His eyelashes flicker. "I'm still asleep."

"Right."

"If you were going to, now's your chance before I wake up and we have to talk about it."

"I think the moment's gone to be honest."

He shrugs. Total indifference. Charming. She bends, meaning to put her freezing cold hand on his neck, serve him right, but changes her mind halfway there. She presses her lips to his left cheekbone, only for a second, but his eyes fly open. His cheek is soft and his eyes, up close, very blue.

He is beginning to be gratifyingly shocked when her mother breezes in saying loudly, "Morning everyone, rise and shine," in that strident tone which tells Mattie that nothing is sacred and there is no bloody privacy in this house.

Well, whatever happens now, at least Leo knows. He's got the choice, which is what he likes, and she has been honest with him, which is the only way she can be. So it's all good, and all the while the group is preparing to leave, Leo is perky with his brother and sister, and extra polite to Laura, and when it is time to go he shakes Mattie's hand and says "Thanks, for the help," and she says, "No problem," as if she is constantly coding and headcracking for fugitive Cybermen. And they exchange a tiny smile and then he is gone.

"I want a word with you," says Laura the moment the door is closed.

Marie smiles at her mother. "Of course you do," she says.


Mattie keeps her promise and waits, as she and Leo planned: a week, a fortnight, a month. The whole family drives with her, the car rammed with stuff, to Southampton. A tiny concrete room become Mattie's home and the wait seems even longer.

At last, though, the agreed date and time arrives. It feels very long since she saw Leo Elster. She trembles as she waits for the site to log her in, but when it does there is a message for her. She launches it immediately and it is from Leo's new username, and it says just, Hey.

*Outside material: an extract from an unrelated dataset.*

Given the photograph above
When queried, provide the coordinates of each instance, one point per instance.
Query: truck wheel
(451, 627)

She closes her eyes in relief. He is safe and he is here.

You only need a faint glow over the future, not to see the whole shape, but just to give an idea of what is out there, of possibilities. She has been in blackness this whole time wondering, first, if he is OK, and then, if he wants to continue their friendship. And now here he is, just that one word, but it is enough to give their future a little light, to show just a silhouette of what might be.

She takes a breath, settles in front of the screen and types. Hey.